PM 12/26 vom 18.05.2026
Ein nahe des Schramberger Ortsteils Waldmössingen geplanter Mobilfunkmast darf errichtet werden. Dies hat das Verwaltungsgericht
Freiburg mit nun bekanntgegebenem Beschluss vom 06.05.2026 entschieden und einen auf Einstellung der Bauarbeiten gerichteten Eilantrag von
Anwohnern abgelehnt (10 K 2284/26).
Im Auftrag der Telekom soll am östlichen Ortsausgang von Waldmössingen, unweit der Kastellhalle, ein fast 20 m hoher
Mobilfunkmast errichtet werden. Hierfür wurden von der Bundesnetzagentur eine Standortbescheinigung, vom Landesamt für
Denkmalpflege eine denkmalschutzrechtliche Genehmigung und vom Landratsamt Rottweil eine naturschutzrechtliche Genehmigung erteilt. Mehrere
Anwohner, die Mitglieder der Bürgerinitiative „Nachhaltiger Mobilfunk Waldmössingen“ sind (im Folgenden:
Antragsteller), haben hiergegen einen Eilantrag beim Verwaltungsgericht Freiburg eingereicht, mit dem sie erreichen wollten, dass die Stadt
Schramberg als Baurechtsbehörde gegen das Vorhaben einschreitet. Diesen Antrag hat das Verwaltungsgericht nun im Wesentlichen mit
folgender Begründung abgelehnt:
Nachbarn könnten von der Baurechtsbehörde ein Einschreiten gegen ein Bauvorhaben nur unter der Voraussetzung verlangen, dass
das Vorhaben sie in ihren eigenen Rechten verletze bzw. gegen Vorschriften verstoße, die gerade dem Schutz von Nachbarn dienten. Die
Antragsteller hätten jedoch eine Verletzung nachbarschützender Vorschriften nicht glaubhaft gemacht.
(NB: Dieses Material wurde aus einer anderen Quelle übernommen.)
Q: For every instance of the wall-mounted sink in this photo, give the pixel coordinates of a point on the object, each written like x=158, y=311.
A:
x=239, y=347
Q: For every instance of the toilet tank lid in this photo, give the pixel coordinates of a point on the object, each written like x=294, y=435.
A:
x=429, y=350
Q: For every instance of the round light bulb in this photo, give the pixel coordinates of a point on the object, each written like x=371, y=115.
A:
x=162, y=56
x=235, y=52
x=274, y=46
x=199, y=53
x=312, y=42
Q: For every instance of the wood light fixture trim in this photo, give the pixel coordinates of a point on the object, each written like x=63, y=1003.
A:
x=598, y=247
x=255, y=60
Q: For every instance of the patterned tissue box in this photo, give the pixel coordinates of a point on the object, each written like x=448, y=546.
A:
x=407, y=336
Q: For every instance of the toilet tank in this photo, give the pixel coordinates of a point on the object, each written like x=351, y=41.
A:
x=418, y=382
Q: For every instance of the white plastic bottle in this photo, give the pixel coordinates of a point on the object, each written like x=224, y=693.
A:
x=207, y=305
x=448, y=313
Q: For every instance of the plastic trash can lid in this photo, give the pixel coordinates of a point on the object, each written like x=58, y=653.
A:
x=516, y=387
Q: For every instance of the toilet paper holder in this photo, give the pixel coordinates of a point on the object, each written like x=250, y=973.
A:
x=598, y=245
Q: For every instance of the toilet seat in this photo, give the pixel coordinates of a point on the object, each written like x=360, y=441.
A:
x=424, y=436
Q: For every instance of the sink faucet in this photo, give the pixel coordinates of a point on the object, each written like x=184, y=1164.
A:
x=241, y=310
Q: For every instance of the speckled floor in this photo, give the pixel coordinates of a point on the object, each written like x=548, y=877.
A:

Es sei nicht erkennbar, dass der Mobilfunkmast eine optisch bedrängende oder erdrückende Wirkung für die Antragsteller,
die in mindestens 30 m Entfernung wohnten, haben werde. Bei einem Mobilfunkmast handele sich um einen regelmäßig schmalen
Baukörper, der allenfalls teilweise Verschattung verursache und den Blick in die Umgebung nicht vollständig versperre. Auch sei
für schädliche Umwelteinwirkungen nichts ersichtlich. Für den Mobilfunkmast sei von der Bundesnetzagentur eine sog.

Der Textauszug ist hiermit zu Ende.